There is mayhem at the stock markets. In just a matter of weeks, equity investors have seen massive erosion in the value of their portfolio. Day by day all the profits they had made till now are either disappearing or worse the losses are mounting.
If, in your opinion, this is ‘bad news’…
… you will NEVER make money in stocks.
Rather, falling share prices is always a great opportunity.
Let me not get into the reasons for the recent correction in the stock markets. Frankly speaking, I am only interested in the fall, not what caused the same. In the long run, that’s what really matters.
Point No.1: Despite the correction, markets are still trading in the ‘overvalued’ zone.
Around 7-8% is the growth rate of Indian economy. Accordingly, on a broad level, we can expect around 15-16% growth in profits of the companies in totality. Hence, a PE ratio of 17-18 for the market can be considered as the fair market value. For ease of understanding, I will call this as MRP (or maximum retail price)… the term that most people are normally familiar with.
Recently, in the month of Aug 2018, the Nifty 50 had hit the all-time high of 11,760. It is now more than 1000 points down at 10,700. That’s a very steep 8.5% correction in just over a month.
But what about the PE ratio?
At the peak market levels, the PE Ratio was around 28.7 and is now down to about 26.3.
As you can see, in Aug the stock market was highly overvalued vis-à-vis the MRP. And, it continues to remain overvalued even after 1000 points correction.
To reach the mean MRP levels, either the markets have to further correct; and / or the corporate earnings have to improve.
Pursuant to demonetization and introduction of GST, companies had suffered a dip in the performance. Recent corporate numbers indicate that this pain is almost over. Hence, going forward, we can expect a revival in the corporate performance.
However, for the markets to become a really attractive buy, some more correction is both desirable and necessary.
Point No.2: Every company’s share has an MRP
As you know, companies are not merely a name on the paper or a symbol on the stock ticker. They are a business. And, when businesses generate profit, it benefits not only the promoters, but also the employees, the suppliers, the Government and the shareholders.
Therefore, I often say that buying shares is not gambling. Instead, it is investing in a wealth-creating opportunity.
It is this profitability and future growth, which determines the MRP or the true value of any business or company. Since the economy is highly dynamic, it is difficult (but not impossible) to assess this true value. It not only requires expertise and experience, but also intuition… and some risk taking too.
Hence, I always advise retail investors not to buy stocks directly.
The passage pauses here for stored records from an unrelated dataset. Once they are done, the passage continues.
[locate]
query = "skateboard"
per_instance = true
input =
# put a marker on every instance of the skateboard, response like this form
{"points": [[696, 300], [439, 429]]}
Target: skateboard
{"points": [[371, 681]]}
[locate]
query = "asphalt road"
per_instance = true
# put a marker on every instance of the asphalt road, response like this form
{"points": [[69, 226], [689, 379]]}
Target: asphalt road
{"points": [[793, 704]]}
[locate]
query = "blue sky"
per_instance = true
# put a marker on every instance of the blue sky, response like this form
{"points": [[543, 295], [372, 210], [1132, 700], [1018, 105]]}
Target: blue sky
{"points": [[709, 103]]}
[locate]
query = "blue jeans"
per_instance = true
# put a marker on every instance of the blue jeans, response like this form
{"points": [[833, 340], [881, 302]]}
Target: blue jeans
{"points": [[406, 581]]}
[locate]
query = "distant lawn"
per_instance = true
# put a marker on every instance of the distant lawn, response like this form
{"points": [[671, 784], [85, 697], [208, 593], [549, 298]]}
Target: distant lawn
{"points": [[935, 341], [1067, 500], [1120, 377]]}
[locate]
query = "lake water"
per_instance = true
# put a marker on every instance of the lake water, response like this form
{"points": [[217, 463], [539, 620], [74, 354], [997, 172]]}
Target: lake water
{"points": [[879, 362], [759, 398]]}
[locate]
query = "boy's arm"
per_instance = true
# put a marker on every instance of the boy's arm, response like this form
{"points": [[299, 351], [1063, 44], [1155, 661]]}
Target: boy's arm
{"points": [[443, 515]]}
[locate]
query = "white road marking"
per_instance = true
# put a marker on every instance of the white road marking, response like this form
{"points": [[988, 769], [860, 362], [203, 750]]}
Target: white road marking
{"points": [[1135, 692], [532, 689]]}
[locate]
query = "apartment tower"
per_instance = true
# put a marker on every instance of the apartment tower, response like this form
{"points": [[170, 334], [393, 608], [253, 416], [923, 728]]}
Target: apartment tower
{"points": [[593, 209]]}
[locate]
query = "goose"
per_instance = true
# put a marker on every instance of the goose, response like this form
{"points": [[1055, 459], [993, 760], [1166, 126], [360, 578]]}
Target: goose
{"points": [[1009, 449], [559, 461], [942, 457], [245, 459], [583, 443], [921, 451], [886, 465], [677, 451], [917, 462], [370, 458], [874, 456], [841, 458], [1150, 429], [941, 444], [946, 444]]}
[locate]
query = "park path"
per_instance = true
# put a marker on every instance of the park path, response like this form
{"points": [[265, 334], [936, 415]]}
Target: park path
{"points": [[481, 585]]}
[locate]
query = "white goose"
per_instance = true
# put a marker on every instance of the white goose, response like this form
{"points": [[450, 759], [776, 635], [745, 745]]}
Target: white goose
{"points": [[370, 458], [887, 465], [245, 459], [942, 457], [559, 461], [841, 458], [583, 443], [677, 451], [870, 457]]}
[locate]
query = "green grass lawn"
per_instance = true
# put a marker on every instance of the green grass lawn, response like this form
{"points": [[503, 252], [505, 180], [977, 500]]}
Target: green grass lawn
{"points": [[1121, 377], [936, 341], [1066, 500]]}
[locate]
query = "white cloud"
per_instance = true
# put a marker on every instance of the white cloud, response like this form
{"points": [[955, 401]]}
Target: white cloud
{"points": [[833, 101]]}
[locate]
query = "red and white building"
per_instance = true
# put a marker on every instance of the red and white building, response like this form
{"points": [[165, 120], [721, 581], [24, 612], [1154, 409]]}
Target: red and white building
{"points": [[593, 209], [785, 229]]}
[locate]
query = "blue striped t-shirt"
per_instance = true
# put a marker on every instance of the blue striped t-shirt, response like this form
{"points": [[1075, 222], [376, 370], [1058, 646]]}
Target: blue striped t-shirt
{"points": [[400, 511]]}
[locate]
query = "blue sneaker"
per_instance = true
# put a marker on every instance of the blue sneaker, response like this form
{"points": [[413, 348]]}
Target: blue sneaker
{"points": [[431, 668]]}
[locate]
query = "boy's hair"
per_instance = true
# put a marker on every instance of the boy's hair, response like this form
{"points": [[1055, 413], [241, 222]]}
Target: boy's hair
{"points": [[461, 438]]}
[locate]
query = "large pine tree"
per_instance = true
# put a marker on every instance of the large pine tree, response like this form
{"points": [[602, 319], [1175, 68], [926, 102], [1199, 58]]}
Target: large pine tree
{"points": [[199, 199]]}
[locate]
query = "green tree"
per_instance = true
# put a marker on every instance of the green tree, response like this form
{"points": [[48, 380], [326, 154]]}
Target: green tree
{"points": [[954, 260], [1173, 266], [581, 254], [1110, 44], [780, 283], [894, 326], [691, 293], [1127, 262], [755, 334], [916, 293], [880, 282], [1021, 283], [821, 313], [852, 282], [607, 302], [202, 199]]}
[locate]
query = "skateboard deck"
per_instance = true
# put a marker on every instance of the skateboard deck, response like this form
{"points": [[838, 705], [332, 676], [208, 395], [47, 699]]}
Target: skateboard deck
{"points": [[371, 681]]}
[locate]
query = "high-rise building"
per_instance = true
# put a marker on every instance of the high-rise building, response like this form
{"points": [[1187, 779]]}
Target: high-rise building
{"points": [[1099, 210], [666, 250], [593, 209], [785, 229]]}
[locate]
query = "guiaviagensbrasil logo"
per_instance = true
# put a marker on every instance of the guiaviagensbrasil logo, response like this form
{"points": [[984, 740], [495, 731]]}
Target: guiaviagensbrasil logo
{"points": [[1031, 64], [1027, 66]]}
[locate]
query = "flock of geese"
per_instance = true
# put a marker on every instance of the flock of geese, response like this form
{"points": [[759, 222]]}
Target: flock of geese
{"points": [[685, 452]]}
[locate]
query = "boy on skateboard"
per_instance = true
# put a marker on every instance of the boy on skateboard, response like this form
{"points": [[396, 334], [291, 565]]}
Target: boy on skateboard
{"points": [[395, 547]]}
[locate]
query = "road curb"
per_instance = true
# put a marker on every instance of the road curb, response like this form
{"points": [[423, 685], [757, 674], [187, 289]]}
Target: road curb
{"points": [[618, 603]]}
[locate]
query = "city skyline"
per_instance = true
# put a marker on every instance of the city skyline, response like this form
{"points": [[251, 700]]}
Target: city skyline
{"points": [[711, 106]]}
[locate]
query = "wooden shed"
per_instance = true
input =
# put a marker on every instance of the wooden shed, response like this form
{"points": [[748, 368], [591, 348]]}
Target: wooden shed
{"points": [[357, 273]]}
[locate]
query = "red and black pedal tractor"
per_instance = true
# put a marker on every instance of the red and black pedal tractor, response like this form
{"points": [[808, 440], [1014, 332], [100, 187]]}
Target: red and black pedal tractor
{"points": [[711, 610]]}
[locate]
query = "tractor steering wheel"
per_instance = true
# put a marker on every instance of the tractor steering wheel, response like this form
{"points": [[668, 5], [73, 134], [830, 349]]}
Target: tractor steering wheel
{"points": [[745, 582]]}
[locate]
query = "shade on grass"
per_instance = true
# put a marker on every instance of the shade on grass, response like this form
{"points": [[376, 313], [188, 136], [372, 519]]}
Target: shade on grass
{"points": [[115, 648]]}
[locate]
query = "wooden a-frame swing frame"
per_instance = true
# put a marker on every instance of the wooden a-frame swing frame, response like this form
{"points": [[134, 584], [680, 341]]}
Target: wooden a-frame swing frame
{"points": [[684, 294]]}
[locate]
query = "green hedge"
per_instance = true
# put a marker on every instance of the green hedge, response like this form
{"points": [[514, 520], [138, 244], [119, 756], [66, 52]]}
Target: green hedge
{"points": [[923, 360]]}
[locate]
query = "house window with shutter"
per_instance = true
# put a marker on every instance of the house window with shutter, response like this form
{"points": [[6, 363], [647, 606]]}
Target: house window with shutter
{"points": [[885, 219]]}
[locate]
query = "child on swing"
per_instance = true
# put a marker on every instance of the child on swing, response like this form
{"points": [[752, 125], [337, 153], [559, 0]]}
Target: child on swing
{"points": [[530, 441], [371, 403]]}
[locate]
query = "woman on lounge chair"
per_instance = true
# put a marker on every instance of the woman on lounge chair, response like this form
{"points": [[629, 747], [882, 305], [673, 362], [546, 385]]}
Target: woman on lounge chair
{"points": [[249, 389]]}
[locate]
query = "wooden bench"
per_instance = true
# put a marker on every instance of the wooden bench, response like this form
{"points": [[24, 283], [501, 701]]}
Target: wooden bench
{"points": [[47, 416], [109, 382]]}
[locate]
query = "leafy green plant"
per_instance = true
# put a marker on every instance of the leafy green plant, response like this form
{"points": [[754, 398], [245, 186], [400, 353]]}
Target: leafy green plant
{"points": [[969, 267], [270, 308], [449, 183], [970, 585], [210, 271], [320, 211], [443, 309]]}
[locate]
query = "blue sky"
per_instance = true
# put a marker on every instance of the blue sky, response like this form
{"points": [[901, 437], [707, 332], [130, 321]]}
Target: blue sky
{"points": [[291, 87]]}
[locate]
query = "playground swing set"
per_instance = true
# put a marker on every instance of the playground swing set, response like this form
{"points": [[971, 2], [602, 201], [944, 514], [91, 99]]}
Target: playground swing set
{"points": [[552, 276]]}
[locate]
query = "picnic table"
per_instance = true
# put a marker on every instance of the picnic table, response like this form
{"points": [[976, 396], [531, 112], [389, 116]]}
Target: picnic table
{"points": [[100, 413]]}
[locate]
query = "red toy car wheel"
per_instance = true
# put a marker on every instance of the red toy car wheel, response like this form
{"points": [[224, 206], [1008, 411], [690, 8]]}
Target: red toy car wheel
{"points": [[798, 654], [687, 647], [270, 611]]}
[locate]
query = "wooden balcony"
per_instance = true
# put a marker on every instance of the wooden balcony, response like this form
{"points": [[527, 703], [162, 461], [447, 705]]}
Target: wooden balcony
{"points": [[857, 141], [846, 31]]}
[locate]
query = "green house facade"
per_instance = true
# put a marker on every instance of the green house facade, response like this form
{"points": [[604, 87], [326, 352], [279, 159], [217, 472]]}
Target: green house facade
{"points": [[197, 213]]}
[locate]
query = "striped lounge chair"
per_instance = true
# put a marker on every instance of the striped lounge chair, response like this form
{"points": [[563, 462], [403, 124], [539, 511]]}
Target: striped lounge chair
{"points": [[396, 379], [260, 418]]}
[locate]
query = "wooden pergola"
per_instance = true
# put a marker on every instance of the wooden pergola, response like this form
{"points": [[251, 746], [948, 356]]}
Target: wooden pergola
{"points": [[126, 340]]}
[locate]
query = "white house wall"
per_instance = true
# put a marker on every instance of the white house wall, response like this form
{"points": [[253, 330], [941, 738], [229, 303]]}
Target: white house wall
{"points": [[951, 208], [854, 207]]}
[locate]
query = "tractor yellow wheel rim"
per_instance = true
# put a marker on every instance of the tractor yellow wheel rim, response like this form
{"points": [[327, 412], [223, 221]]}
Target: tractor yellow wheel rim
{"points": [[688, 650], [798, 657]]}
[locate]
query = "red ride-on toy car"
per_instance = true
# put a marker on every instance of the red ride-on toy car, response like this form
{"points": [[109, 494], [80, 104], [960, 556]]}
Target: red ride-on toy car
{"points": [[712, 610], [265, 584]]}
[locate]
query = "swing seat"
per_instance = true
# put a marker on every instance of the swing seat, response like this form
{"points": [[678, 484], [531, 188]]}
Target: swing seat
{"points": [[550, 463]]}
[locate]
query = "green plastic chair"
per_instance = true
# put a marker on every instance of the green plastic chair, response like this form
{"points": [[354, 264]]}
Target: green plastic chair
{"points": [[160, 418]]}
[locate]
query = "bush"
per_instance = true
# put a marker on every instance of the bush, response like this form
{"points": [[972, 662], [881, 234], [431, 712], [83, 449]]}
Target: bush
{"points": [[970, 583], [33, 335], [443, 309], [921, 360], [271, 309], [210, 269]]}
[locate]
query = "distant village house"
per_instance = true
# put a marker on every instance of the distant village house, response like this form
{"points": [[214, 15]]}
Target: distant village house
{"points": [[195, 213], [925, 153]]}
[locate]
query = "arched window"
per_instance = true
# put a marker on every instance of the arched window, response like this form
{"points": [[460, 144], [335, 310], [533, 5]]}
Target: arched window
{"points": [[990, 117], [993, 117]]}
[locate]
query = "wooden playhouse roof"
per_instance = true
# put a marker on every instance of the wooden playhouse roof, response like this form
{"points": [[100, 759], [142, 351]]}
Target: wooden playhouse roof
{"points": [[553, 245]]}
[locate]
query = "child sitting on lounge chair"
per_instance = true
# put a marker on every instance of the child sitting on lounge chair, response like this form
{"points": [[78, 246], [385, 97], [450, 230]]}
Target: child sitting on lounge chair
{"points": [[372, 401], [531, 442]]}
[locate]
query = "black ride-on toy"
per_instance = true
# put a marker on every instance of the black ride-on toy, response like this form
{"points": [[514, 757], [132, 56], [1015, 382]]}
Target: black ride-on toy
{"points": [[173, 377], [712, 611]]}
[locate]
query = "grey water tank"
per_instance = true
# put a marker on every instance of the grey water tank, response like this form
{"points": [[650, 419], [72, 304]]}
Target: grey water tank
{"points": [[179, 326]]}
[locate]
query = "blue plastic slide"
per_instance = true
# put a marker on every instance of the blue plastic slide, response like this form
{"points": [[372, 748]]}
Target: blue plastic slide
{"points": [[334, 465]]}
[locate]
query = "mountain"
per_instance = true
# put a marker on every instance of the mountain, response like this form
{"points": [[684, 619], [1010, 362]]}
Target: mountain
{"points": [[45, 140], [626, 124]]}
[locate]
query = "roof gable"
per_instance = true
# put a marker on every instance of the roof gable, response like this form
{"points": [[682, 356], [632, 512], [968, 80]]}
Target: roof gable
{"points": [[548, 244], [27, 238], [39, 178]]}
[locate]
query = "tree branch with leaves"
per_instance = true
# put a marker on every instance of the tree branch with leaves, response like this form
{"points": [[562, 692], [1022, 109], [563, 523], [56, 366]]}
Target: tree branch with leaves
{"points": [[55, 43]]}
Instead, they would be much better off, if they invest in equity through the mutual fund route.
Point No.3: Averages can be misleading
Even though the average market is expensive compared to the MRP, it is after all just an average. This means that there are companies which are available below their MRP and others that are trading above their MRP.
When the stock markets are booming, more and more shares become expensive as compared to their MRP. So it becomes difficult to find undervalued stocks. And, during downturn, more and more shares become cheaper as compared to their MRP. So investing in shares becomes quite easy.
In other words, bear markets are the nice time to invest in stocks. However, most investors avoid stocks markets when the share prices are tumbling.
You will become the most successful stock market investor, the day you conquer this fear of falling markets… and continue investing even if things look scary.
Point No.4: All dips are temporary
One should not worry, because sooner or later the markets WILL go up. After all, despite many corrections, in the long term the market has always created new peaks, in line with growing economy.
Companies are growing (though slower than expectations). So the profits are also growing. Hence, after some time (maybe in a year or two), the earnings will exceed the prices. As such, by virtue of increased earnings and falling / stagnant share prices, the market will automatically become undervalued. This, in turn, will generate buying interest. Share prices will move up again, so that the market PE reaches its MRP.
This yo-yo in prices, is the very nature of the stock market. The day you develop patience and discipline to follow this price volatility “correctly”, you will immensely profit from investing in stocks.
In a nutshell:
No experts, no advisers, no brokers can ever make you rich. Only YOU and your “mental framework” will determine whether you will become a crorepati by investing in the share market (I reiterate, not directly, but through the mutual fund route).